At common law, a common carrier is classically defined as a “one who, by virtue of his calling and as a regular business, undertakes for hire to transport persons or commodities from place to place, offering his services to all such as may choose to employ him and pay his charges.” Carlton v. Boudar, 118 Va. 521, 527 (1916); Riggsby v. Tritton, 143 Va. 903, 906, 129 S.E. 493, 494 (1925).  Embedded in this somewhat esoteric definition are two key defining features: (1) a common carrier expressly holds itself out to the public as offering transportation services; and (2) the transportation services provided are not incidental to another more fundamental function, as a personal injury lawyer in Arlington, VA like those at The Law Offices of Ryan Quinn, PLLC, can attest.  The Supreme Court of Virginia offered a clear example of this distinction in Bregel v. Busch Entertainment Corp., 248 Va. 175 (1994).  In Bregel, the Court held that Busch Gardens’ beloved Skyline attraction, which offers patrons a scenic aerial overview of the park, was not a common carrier as it was offered for primarily “entertainment purposes, and the transportation function is incidental to the entertainment function.”  Id. at 175.    The Court further reasoned that “patrons do not pay admission to the park to obtain transportation services; rather, they pay to be entertained by amusement rides, shows, and other attractions.”  Id. at 177.    
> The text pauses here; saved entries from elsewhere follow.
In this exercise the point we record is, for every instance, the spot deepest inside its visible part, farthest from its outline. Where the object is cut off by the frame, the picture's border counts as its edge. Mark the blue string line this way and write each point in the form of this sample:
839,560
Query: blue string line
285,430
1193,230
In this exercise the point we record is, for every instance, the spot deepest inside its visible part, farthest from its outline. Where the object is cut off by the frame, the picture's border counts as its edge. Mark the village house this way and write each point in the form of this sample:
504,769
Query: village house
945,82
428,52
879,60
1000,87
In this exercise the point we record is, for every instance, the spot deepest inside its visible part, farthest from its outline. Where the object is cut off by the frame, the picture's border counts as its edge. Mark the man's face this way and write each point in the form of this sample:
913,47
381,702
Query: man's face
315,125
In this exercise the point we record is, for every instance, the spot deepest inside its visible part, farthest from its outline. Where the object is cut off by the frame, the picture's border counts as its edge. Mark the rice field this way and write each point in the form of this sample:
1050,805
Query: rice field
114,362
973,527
         Utilizing this two-part analysis,  courts have determined that taxicabs, buses, limousines, railroads, and ferries are common carriers.[1]  Each expressly markets itself as a transportation provider, and each offers fundamentally transportation services, services that are not incidental to another more significant function.  However, under the logic of Bregel, a company offering scenic helicopter tours of the Potomac River, for example, would likely not be considered a common carrier, as the transportation element of their services might be considered incidental to the more fundamental entertainment purpose of the scenic transportation.   A more interesting potential example is a dinner cruise travelling a regular route (think “Booze Cruise” in The Office).  Such a ride has all the earmarks of a common carrier (offers what are generally considered transportation services, ticketed entry, regular routes, etc.) but it could be easily argued that the transportational element of the service provided is incidental to the more paramount entertainment function.   Following the rationale of Bregel, one critical aspect of this analysis will be whether patrons, when paying admission to the cruise, do so for primarily for entertainment or transportation reasons.  See Bregel at 177. 

On their own merits, ridesharing companies like Uber and Lyft might appear to meet the standards of the “common carrier” designation, as they, at least on the surface, satisfy the Bregel twin criteria as expressly offering transportation services that are not incidental to another, more elemental function.   However, some state laws expressly excluded Uber, Lyft, and other ride-sharing entities from the definition of “common carriers.”  See Virginia Stat. § 46.2-2000.   This legislative decision has potentially massive implications for the Plaintiff’s bar, implications that exceed the scope of this article. 



[1] Terminal Cars, Inc. v. Wagner, 205 Va. 214 (1964) (taxis); Shamblee v. Virginia Transit Co., 204 Va. 591(1963) (buses); Norfolk-Southern Ry. Co. v. Tomlinson, 116 Va. 153, 156 (1914) (railroads); Chesapeake Ferry Co v. Cummings, 158 Va. 33, 164 S.E. 281 (1932) (ferries); Murphy’s Hotel v. Cuddy’s Adm’r, 124 Va. 207 (1919) (elevators).